1. Species:

A group of similar organisms that can breed and produce fertile offspring.

2. Population:

Group of individuals of the same species that live in the same area.

3. Gene pool:

All the genes, including all the different alleles for each gene, that are present in a population at any one time.

4. Frequency:

How often something occurs in a particular event.

5. Genetic Equilibrium:

Situation in which allele frequencies in a population remain the same.

6. Mutation:

Change in the genetic material of a cell.

8. Founder effect:

Modification of allele frequencies after migrating somewhere as a small part of the original population.


9. Migration:

Behavior of certain organisms that make them move from one environment to another seasonally.


10. Random mating:

Involves males in the population to mate with any female in the population, regardless of their "fitness" or other factors. Opposite of non-random mating.


11. Natural selection:

A gradual process where only the ones that are best suited for their environment get picked to live longer and reproduce with utmost success.


12. Artificial selection:

A process (with goal) where humans breed animals/plants selectively to acquire desired traits from their offspring.


13. Speciation:

New species being formed through processes like: divergent evolution, convergent evolution, gradualism, punctuated equilibrium, etc.

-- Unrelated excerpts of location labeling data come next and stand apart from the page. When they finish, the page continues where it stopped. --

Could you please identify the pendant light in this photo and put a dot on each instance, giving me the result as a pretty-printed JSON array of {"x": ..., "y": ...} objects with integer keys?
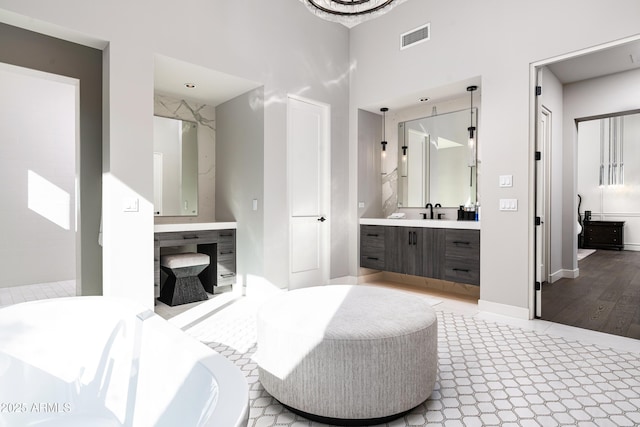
[
  {"x": 350, "y": 12},
  {"x": 472, "y": 130},
  {"x": 384, "y": 132}
]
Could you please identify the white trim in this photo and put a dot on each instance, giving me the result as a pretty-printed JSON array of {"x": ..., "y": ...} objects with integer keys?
[
  {"x": 504, "y": 309},
  {"x": 344, "y": 280},
  {"x": 533, "y": 67}
]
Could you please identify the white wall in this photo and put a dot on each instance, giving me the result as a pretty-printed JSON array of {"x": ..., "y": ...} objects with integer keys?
[
  {"x": 611, "y": 202},
  {"x": 278, "y": 43},
  {"x": 239, "y": 180},
  {"x": 588, "y": 98},
  {"x": 38, "y": 124},
  {"x": 496, "y": 41}
]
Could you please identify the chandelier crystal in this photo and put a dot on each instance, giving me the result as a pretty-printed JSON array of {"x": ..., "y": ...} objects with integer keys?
[{"x": 350, "y": 12}]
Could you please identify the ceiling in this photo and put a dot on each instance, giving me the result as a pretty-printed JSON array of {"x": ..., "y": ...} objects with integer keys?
[
  {"x": 603, "y": 62},
  {"x": 211, "y": 87}
]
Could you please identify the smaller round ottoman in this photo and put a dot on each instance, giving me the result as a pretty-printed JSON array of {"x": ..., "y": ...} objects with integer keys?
[
  {"x": 183, "y": 285},
  {"x": 348, "y": 355}
]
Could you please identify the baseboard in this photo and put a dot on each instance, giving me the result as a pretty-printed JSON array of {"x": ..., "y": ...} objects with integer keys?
[
  {"x": 564, "y": 274},
  {"x": 371, "y": 277},
  {"x": 344, "y": 280},
  {"x": 503, "y": 309}
]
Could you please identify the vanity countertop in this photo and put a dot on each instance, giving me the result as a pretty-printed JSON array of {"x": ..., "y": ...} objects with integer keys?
[
  {"x": 431, "y": 223},
  {"x": 164, "y": 228}
]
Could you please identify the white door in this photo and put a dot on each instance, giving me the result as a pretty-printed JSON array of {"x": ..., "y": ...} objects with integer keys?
[
  {"x": 308, "y": 182},
  {"x": 157, "y": 183},
  {"x": 542, "y": 196}
]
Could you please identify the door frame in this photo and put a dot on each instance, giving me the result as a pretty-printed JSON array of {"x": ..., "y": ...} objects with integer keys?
[
  {"x": 325, "y": 153},
  {"x": 534, "y": 67}
]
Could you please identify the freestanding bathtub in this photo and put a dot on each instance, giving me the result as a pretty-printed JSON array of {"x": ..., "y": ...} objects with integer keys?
[{"x": 97, "y": 361}]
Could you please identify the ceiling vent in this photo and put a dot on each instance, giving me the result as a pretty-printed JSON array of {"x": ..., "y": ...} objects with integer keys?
[{"x": 415, "y": 36}]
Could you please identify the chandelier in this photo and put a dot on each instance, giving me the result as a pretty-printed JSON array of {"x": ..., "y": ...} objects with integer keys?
[{"x": 350, "y": 12}]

14. a) Directional selection:

Form of natural selection in which individuals at one end of a distribution curve have higher fitness than individuals in the middle or at the other end of the curve.


b) Stabilizing selection:

Form of natural selection in which individuals near the center of a distribution curve have higher fitness than individuals at either end of the curve.


c) Disruptive selection:

Natural selection in which individuals at the upper and lower ends of the curve have higher fitness than individuals near the middle of the curve.

15. Geographic/reproductive isolation:

When two populations are no longer able to interbreed due to separation by geographic barriers (rivers, mountains).

16. Divergent/convergent evolution:

Patterns of macroevolution, divergent evolution is when species evolve over time into several different species; convergent evolution is when different species evolve similarly into other species.

17. Niche:

Full range of physical and biological conditions in which an organism lives and the way in which the organism uses those conditions.

18. Homologous/analogous structures:

Homologous structures are structures that are similar in different species of common ancestry; analogous structures are body parts that share a common function, but not structure.

19. Environment (abiotic/biotic):

The external surroundings including all the biotic and abiotic factors that surround and affect the survival and development of an organism or population.

20. Ecological equivalents:

Species that occupy similar niches in different geographical locations.

21. Vestigial organs:

Organs that are inherited from ancestors but has lost much or all of its original function.